Fluorometric Mercury (II) Detection Using Heteroatom-Doped Carbon and Graphene Quantum Dots

• Published in: Photonics Vol. 11; no. 9; p. 841
• Main Authors: Chaghazardi, Mosayeb, Kashanian, Soheila, Nazari, Maryam, Omidfar, Kobra, Joseph, Yvonne, Rahimi, Parvaneh
• Format: Journal Article
• Language: English
• Published: Basel MDPI AG 01.09.2024
• Subjects: Amino acids; Biocompatibility; Carbon; carbon quantum dots; Central nervous system; Damage detection; DNA damage; DNA probes; Electrons; Enzymes; Fluorescent indicators; fluorescent sensors; Fluorimetry; Food chains; Graphene; graphene quantum dots; Graphite; Heavy metals; Ion probes; Low level; Mercury; Mercury (metal); Metals; Nervous system; Optical properties; Physical properties; Pollutants; Proteins; Quantum dots; Scientific imaging; Soil pollution; Soil water; Toxicity
• ISSN: 2304-6732; 2304-6732
• DOI: 10.3390/photonics11090841

Mercury ion (Hg2+) is one of the most toxic pollutants that can exist throughout the environment and be diffused into water, soil, air, and eventually the food chain. Even a very low level of Hg2+ diffused in living organisms can hurt their DNA and cause the permanent damage of the central nervous system and a variety of consequential disorders.
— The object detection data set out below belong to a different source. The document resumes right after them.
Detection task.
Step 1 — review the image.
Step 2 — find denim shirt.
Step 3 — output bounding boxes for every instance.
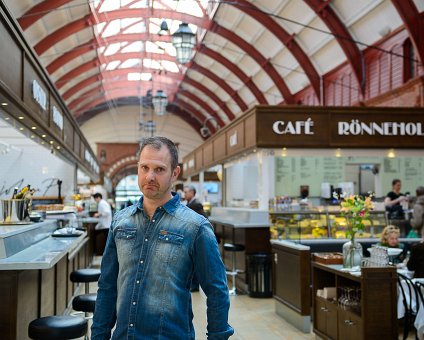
[91,195,234,340]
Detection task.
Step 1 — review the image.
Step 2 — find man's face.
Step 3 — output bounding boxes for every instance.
[393,182,402,192]
[184,188,194,201]
[138,146,180,200]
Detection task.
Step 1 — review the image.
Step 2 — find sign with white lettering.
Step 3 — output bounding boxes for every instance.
[32,79,47,111]
[52,106,63,130]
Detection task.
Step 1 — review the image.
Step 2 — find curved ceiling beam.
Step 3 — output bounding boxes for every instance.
[68,77,175,111]
[209,22,295,104]
[392,0,424,64]
[166,103,205,140]
[68,77,175,111]
[188,62,248,112]
[173,98,216,134]
[198,45,268,104]
[18,0,73,31]
[229,0,321,99]
[34,8,209,55]
[184,77,235,121]
[55,52,175,89]
[177,89,225,127]
[62,68,183,100]
[46,33,172,74]
[304,0,365,94]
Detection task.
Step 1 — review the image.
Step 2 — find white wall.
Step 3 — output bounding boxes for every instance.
[0,122,75,198]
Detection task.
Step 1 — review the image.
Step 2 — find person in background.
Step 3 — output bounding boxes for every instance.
[93,192,112,255]
[380,225,402,248]
[184,185,207,292]
[91,136,234,340]
[384,179,408,219]
[406,232,424,278]
[411,186,424,236]
[184,185,207,218]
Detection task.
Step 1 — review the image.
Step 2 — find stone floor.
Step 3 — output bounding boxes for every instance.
[78,257,415,340]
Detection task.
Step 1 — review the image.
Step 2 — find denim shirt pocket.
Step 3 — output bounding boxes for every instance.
[155,230,184,263]
[114,227,137,255]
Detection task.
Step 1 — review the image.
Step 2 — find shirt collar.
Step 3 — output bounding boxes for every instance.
[131,192,181,215]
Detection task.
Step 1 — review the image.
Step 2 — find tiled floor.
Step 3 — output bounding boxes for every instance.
[83,257,415,340]
[192,293,315,340]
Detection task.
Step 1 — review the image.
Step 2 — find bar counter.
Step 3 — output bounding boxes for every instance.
[0,220,92,340]
[209,207,271,292]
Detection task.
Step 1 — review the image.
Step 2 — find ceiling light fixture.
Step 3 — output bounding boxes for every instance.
[172,22,196,64]
[152,90,168,116]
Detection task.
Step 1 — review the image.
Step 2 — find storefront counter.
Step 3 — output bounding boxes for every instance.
[209,208,271,292]
[0,220,90,340]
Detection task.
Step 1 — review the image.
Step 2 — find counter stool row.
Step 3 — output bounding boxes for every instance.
[28,268,100,340]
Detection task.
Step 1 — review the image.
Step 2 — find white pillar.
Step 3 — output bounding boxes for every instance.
[257,150,275,210]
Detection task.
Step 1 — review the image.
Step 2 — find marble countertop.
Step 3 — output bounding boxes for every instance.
[209,217,270,228]
[0,232,87,270]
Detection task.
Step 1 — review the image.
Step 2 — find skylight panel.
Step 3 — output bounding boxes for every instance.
[99,0,121,13]
[103,43,121,56]
[162,60,180,73]
[106,60,121,71]
[119,59,141,68]
[122,41,144,53]
[146,41,165,54]
[102,19,121,38]
[127,72,152,81]
[143,59,162,70]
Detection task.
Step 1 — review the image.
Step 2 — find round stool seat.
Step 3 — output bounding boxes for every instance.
[28,315,87,340]
[224,243,245,251]
[69,268,100,282]
[72,293,97,313]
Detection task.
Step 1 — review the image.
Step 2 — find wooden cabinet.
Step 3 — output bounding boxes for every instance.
[312,262,398,340]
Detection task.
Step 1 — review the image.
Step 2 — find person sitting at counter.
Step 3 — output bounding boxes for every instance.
[411,186,424,236]
[406,233,424,278]
[378,225,404,263]
[384,179,408,220]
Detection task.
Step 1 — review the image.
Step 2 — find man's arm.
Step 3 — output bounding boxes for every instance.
[193,220,234,340]
[91,223,119,340]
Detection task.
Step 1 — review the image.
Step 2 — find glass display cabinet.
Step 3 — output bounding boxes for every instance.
[270,209,387,241]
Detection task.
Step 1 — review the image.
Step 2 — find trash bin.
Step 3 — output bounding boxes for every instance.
[247,253,272,298]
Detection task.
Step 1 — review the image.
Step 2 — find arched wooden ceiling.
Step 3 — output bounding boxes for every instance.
[5,0,424,141]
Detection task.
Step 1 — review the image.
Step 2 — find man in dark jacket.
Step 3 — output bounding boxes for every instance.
[184,185,207,218]
[184,185,207,292]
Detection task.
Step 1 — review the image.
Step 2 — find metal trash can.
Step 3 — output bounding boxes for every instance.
[247,253,272,298]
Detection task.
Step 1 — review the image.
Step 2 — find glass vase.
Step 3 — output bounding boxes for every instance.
[343,239,362,268]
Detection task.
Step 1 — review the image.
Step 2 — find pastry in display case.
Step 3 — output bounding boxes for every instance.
[270,209,387,241]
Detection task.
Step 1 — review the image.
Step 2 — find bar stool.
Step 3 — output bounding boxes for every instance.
[69,268,100,294]
[72,293,97,319]
[224,243,245,295]
[28,315,87,340]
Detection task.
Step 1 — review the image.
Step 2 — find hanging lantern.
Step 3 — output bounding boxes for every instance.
[152,90,168,116]
[172,22,196,64]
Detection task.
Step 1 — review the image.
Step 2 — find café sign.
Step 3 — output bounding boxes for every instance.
[52,106,63,130]
[32,79,47,111]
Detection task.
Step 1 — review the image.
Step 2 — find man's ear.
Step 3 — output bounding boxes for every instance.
[172,165,181,181]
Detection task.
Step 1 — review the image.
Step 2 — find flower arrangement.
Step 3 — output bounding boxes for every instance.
[340,193,374,242]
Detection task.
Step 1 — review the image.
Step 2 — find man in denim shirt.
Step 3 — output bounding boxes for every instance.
[91,137,234,340]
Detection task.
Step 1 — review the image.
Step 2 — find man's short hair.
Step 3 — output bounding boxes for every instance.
[140,136,178,170]
[184,184,196,196]
[392,178,400,186]
[416,186,424,196]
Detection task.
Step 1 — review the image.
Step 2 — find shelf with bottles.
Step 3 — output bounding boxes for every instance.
[270,209,387,240]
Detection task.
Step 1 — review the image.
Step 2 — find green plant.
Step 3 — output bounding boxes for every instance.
[340,194,374,242]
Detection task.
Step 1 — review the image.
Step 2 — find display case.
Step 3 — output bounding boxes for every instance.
[270,209,387,241]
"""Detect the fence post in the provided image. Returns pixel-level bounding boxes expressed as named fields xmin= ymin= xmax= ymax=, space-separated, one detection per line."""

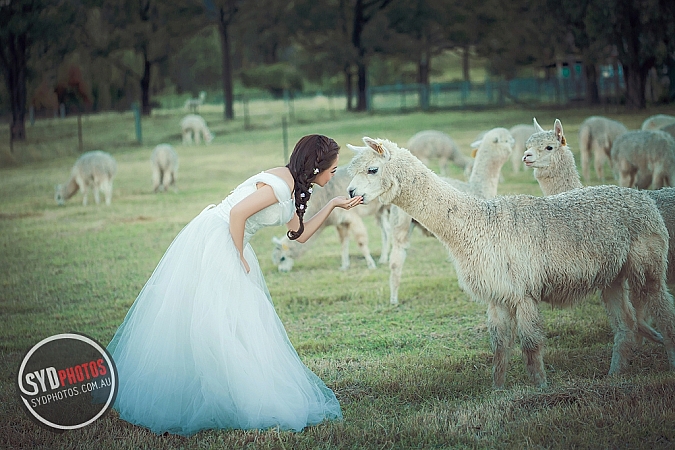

Hence, the development of a sensitive and specific method for the detection of Hg2+ at trace ranges is extremely important as well as challenging. Fluorometric detection assays based on graphene quantum dots (GQDs) and carbon quantum dots (CQDs) offer considerable potential for the determination and monitoring of heavy metals due to their fascinating properties. Although the quantum yield of GQDs and CQDs is sufficient for their use as fluorescent probes, doping with heteroatoms can significantly improve their optical properties and selectivity toward specific analytes. This review explores the primary advances of CQDs and GQDs in their great electronic, optical, and physical properties, their synthetic methods, and their use in Hg2+ fluorimetry detection.